Most of it is just design. A big portion is software.

Let's take an example.

Say, if the public transportation could be improved not with brute force, but
with more elegance, comfort and intelligence, then massive savings could be
realized.

My country doesn't manufacture appreciable amounts of automobiles. It also
doesn't produce oil. Few developed countries produce oil.

So using cars for transportation leaks out large amounts of capital.

We have trams in my city, but the network of tracks is so old and
unsophisticated that the trams must drive extremely slowly in many places, to
avoid slamming intersections or curves. Some foreign tram models break
constantly.

This doesn't only have the effect of making you sit in the tram longer from A
to B, it also means that for a fixed amount of trams and drivers, they will
pass the stops less frequently, meaning you have to wait longer before you can
even get on board, and the throughput capacity of the lines is less too.

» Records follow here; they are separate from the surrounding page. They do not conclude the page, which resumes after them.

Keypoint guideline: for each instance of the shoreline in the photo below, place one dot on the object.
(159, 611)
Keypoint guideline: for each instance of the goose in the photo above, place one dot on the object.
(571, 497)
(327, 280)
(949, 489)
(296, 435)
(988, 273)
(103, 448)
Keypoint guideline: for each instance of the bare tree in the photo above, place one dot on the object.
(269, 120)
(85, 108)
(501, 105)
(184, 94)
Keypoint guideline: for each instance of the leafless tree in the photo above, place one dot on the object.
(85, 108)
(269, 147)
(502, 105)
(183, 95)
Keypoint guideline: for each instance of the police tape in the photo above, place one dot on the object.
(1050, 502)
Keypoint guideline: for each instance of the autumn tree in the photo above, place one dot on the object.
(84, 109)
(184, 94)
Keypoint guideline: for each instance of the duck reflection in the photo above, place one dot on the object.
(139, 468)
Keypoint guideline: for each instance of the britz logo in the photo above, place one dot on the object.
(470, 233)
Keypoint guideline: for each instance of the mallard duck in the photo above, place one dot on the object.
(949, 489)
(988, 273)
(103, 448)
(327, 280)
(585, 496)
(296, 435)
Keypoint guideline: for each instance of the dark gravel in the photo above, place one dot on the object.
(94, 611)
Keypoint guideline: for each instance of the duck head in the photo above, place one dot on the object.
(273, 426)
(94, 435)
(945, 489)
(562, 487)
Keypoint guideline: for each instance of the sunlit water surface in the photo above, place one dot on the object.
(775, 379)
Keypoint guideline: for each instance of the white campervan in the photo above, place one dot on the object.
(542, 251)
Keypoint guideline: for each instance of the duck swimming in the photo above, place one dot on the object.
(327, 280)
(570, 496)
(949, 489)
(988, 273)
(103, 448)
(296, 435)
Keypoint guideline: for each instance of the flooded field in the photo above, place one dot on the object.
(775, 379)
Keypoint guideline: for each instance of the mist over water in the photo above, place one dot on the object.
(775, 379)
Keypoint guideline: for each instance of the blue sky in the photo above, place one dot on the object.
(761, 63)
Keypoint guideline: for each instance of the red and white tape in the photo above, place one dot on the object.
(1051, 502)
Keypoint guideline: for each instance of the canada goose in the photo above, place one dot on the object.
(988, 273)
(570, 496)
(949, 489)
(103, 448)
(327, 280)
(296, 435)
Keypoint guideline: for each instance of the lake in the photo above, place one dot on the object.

And the ride is quite noisy, bumpy and can feel stressful. But the views are
beautiful, and it doesn't generate exhaust. It feels like a natural part of
the city. If a tram rolls by, it doesn't make an aggressive sound like a
thundering bus, it rolls with a gentle rumble, sometimes ringing bells.

So you could improve the functionality of the city by fixing a lot of these
problems.

Some other parts of infrastructure have even regressed. Siemens was supposed
to automate the subway system. They managed to just make the arrival time
displays at the stations unreliable (that had been working just fine, probably
since the metro started around 1982) and waste millions before the city board
finally mustered enough courage to fire them.

So we have a huge amount of medium and even very low level technological
advancement ahead of us, with large payoffs. Rankine documented spiral curves
for tracks in 1862.

And don't get me started on healthcare IT.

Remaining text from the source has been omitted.